Knowledge Item

A single indexed unit of knowledge — a document chunk with title, content, category, and embedding — stored in KnowledgeSDK's search index.

What Is a Knowledge Item?

A knowledge item is the fundamental unit of storage in KnowledgeSDK's search index. It represents a single piece of knowledge — a document, a page extract, a fact summary, or any chunk of content — that has been processed, embedded, and indexed for semantic retrieval.

Every knowledge item has a title, full-text content, a category label, and a 1536-dimensional vector embedding. When you call /v1/extract or /v1/scrape on a URL, KnowledgeSDK can automatically create knowledge items from the extracted content and add them to your search index, scoped to your API key.

Anatomy of a Knowledge Item

{
  "id": "ki_01j9xkz4m",
  "title": "KnowledgeSDK Pricing Plans",
  "content": "KnowledgeSDK offers three plans: Usage (pay-as-you-go), Starter ($29/mo), and Pro ($99/mo). Each plan includes...",
  "category": "Pricing",
  "sourceUrl": "https://knowledgesdk.com/pricing",
  "extractedAt": "2025-03-20T14:32:00Z",
  "embedding": [0.023, -0.187, ...] // 1536 dimensions
}

The embedding is generated automatically from the content using a text embedding model and is used to power semantic similarity search.
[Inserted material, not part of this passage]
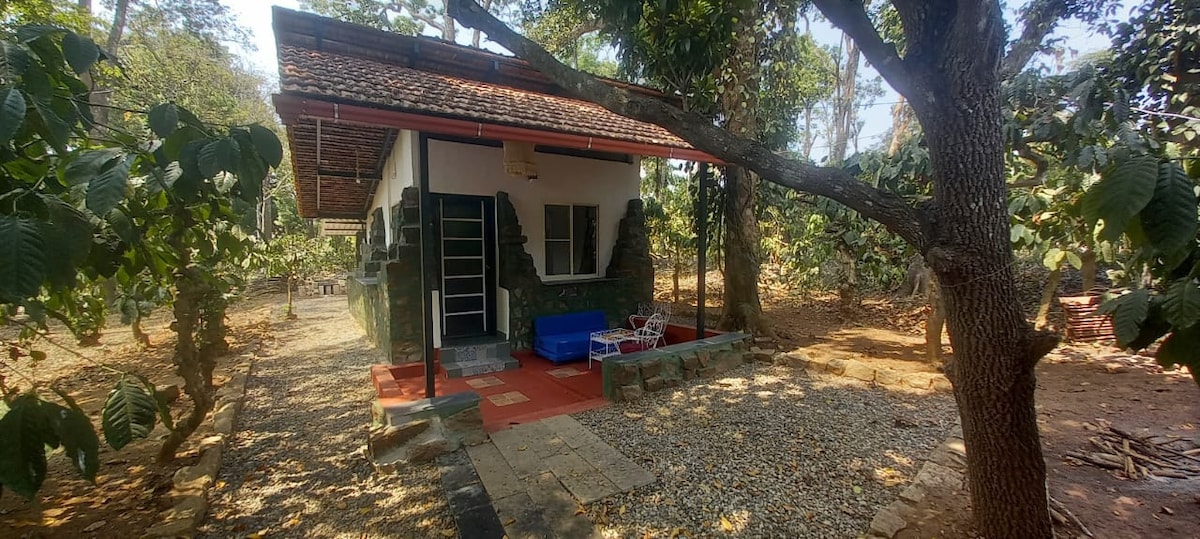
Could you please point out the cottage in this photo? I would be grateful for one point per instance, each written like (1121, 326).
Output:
(531, 199)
How Knowledge Items Are Created

Via the Extract Endpoint

The most common way to create knowledge items is through the extraction pipeline:

curl -X POST https://api.knowledgesdk.com/v1/extract \
  -H "x-api-key: knowledgesdk_live_your_key" \
  -H "Content-Type: application/json" \
  -d '{ "url": "https://example.com/docs/getting-started" }'

The API scrapes the URL, extracts structured knowledge (title, summary, key facts, category), creates a knowledge item, and indexes it — all in one call.
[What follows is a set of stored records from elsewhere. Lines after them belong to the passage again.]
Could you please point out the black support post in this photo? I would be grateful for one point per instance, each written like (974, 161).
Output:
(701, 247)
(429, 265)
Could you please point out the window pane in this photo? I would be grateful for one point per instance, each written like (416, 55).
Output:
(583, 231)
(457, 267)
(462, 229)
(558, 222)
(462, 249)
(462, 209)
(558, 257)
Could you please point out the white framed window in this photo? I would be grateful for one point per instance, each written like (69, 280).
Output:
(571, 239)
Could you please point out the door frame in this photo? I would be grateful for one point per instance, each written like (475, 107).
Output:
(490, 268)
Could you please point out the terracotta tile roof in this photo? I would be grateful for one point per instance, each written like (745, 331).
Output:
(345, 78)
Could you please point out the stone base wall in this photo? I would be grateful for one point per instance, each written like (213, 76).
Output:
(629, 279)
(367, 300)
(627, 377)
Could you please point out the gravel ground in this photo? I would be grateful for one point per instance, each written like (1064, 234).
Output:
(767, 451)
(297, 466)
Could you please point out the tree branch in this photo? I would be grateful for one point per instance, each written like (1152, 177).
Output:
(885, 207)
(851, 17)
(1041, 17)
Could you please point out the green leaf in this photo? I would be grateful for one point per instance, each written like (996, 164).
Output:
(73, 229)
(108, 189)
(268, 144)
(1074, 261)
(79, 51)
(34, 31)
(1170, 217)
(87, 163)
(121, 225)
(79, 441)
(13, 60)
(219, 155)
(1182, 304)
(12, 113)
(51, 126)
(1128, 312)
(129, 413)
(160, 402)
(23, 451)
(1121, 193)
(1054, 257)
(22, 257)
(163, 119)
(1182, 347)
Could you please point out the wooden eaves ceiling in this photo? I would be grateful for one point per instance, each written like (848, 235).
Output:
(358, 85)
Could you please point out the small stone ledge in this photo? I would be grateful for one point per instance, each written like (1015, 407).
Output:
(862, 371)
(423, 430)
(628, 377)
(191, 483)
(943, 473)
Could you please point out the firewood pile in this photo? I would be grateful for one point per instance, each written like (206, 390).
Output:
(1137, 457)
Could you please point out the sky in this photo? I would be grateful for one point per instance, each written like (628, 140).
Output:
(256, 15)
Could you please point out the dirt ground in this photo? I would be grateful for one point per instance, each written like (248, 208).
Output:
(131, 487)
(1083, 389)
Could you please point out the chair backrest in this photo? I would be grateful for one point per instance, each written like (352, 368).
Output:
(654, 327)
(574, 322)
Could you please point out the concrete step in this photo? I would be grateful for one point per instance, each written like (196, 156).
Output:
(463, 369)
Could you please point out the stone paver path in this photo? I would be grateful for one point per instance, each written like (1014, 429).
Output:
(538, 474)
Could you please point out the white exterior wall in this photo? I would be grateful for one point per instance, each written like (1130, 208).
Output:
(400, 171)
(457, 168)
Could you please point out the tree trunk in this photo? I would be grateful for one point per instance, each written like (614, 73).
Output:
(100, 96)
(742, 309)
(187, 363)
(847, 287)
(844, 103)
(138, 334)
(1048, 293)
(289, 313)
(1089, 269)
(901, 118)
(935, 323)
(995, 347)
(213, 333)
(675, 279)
Via Async Extraction (for batch workloads)

For indexing large numbers of pages without blocking:

curl -X POST https://api.knowledgesdk.com/v1/extract/async \
  -H "x-api-key: knowledgesdk_live_your_key" \
  -d '{
    "url": "https://example.com/docs/api-reference",
    "callbackUrl": "https://yourapp.com/webhooks/knowledge"
  }'

Returns a jobId immediately. When extraction completes, your callbackUrl receives the knowledge item payload.

Searching Knowledge Items

Once items are indexed, they are retrievable via semantic search:

curl -X POST https://api.knowledgesdk.com/v1/search \
  -H "x-api-key: knowledgesdk_live_your_key" \
  -d '{
    "query": "What are the API rate limits?",
    "limit": 5
  }'

KnowledgeSDK runs a hybrid search — combining vector similarity (semantic intent) with keyword matching — across all knowledge items in your index and returns the most relevant ones. These items can then be injected as context into your LLM prompt.
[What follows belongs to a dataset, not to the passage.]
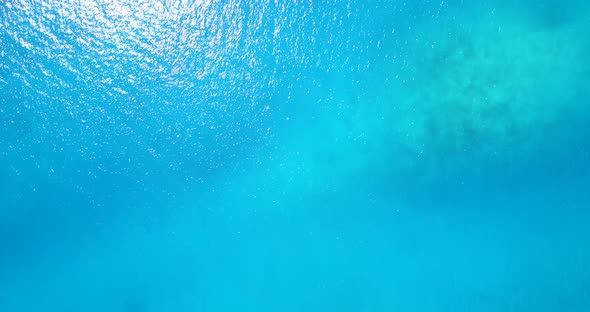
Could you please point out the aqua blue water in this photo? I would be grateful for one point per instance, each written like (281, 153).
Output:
(258, 155)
Knowledge Items in a RAG Pipeline

Knowledge items are the retrieval layer of a RAG system:

Index phase: Pages, documents, and extracted facts are stored as knowledge items.
Query phase: A user query triggers a search that returns the top-K knowledge items.
Generation phase: The retrieved items' content fields are assembled into the LLM's context prompt.
Response: The LLM generates an answer grounded in the retrieved knowledge items.

Knowledge Items vs. Raw Chunks

Unlike raw document chunks produced by naive text splitters, knowledge items in KnowledgeSDK are:

Semantically coherent: Extracted at the page or section level with meaningful titles and categories.
Pre-categorized: The category field enables scoped searches and filtered retrieval.
Source-attributed: The sourceUrl and extractedAt fields allow attribution and freshness checks.
Immediately searchable: No separate embedding or indexing step required — it is handled by the API.

This makes knowledge items a higher-quality retrieval primitive than unstructured text chunks, leading to better precision and recall in downstream RAG applications.